The NATO helmsman’s Asia swing is expected to draw particular attention in China, with Beijing apparently wary of NATO’s deepening regional engagement beyond its transatlantic scope amid an intensifying Sino-U.S. rivalry.

Stoltenberg said that NATO will remain the “regional alliance of North America and Europe,” but stressed “our region is affected by global threats and challenges beyond our region.”

“We need to address these global threats and challenges, including the challenges coming from China, and one way of doing that is, of course, to work more closely with partners in the region,” he stressed.

On concerns that following Russia’s invasion of Ukraine, an emboldened China could seek to bring Taiwan under its control, Stoltenberg noted authoritarian world leaders are “watching carefully to what extent Russian President Vladimir Putin succeeds in the war of aggression.”

“If President Putin wins in Ukraine, then the message will be that when President Putin or other authoritarian leaders use brutal military force and violate international law, then they achieve what they want,” he said.

He added, “It will also be dangerous for all of us, including Korea, because then the message is that the use of force is something that is a way for authoritarian leaders to achieve their goals. And of course, Taiwan is an example.”

Stoltenberg described North Korea as a global security threat, citing reports of North Korea’s support for Russia in the Ukraine war.

“We see how the volunteer group, which plays an important part of the Russian war of aggression, has received ammunition missiles from North Korea,” he said. “Of course, North Korea is a threat to the whole region but also is a threat to global security.”

He was referring to Washington’s announcement that the North has delivered an arms shipment to a private Russian military company, called the Wagner Group, for use in the Ukraine war — a charge denied by Pyongyang.

He said he is looking forward to talking with Yoon in Seoul this week on such areas of bilateral cooperation as cybersecurity and technologies.

He also expressed his intention to invite Yoon to this year’s NATO summit, while portraying Yoon’s participation in the Madrid summit last year as a “historic” event given that he was the first South Korean president to attend a NATO summit.

“We may be oceans apart, but we are very close when it comes to values, the support for democracy and freedom, and also the fact that we face many of the same threats and challenges,” he said.
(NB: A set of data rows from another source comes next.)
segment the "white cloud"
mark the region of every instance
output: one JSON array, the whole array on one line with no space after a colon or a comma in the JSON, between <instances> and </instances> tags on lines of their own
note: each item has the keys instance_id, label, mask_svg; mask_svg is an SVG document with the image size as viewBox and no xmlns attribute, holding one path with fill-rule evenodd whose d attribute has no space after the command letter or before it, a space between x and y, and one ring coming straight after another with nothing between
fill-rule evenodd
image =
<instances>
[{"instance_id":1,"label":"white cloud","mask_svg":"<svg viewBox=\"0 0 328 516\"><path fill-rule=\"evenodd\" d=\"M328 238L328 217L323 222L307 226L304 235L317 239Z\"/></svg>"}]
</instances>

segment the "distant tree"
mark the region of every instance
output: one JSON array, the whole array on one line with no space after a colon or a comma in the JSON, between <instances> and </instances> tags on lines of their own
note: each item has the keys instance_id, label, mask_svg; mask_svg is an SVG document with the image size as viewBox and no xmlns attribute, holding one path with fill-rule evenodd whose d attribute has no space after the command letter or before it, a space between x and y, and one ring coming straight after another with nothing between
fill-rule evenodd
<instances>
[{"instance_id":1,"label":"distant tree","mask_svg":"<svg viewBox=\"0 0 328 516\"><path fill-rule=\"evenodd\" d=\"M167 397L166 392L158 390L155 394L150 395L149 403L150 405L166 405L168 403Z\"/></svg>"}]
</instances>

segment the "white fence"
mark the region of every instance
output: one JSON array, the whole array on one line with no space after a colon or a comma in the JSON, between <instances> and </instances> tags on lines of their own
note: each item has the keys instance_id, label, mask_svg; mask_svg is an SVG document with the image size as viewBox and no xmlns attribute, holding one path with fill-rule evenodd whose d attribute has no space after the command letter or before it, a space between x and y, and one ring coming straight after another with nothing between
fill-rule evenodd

Touching on the sensitive issue of whether South Korea needs a nuclear-sharing policy with the United States, akin to NATO’s Nuclear Planning Group, to counter North Korean threats, Stoltenberg said “extended deterrence” by Washington “has worked” for many years and highlighted the NATO allies’ “important” goal of non-proliferation of nuclear weapons.

“I think it’s more for Korea and the United States to decide,” he said, pointing out that NATO’s aim is “a world without nuclear weapons.”

He added, “As long as nuclear weapons exist, NATO will remain a nuclear alliance because a world — where China, Russia and North Korea have nuclear weapons, but NATO allies do not — that’s a more dangerous world.”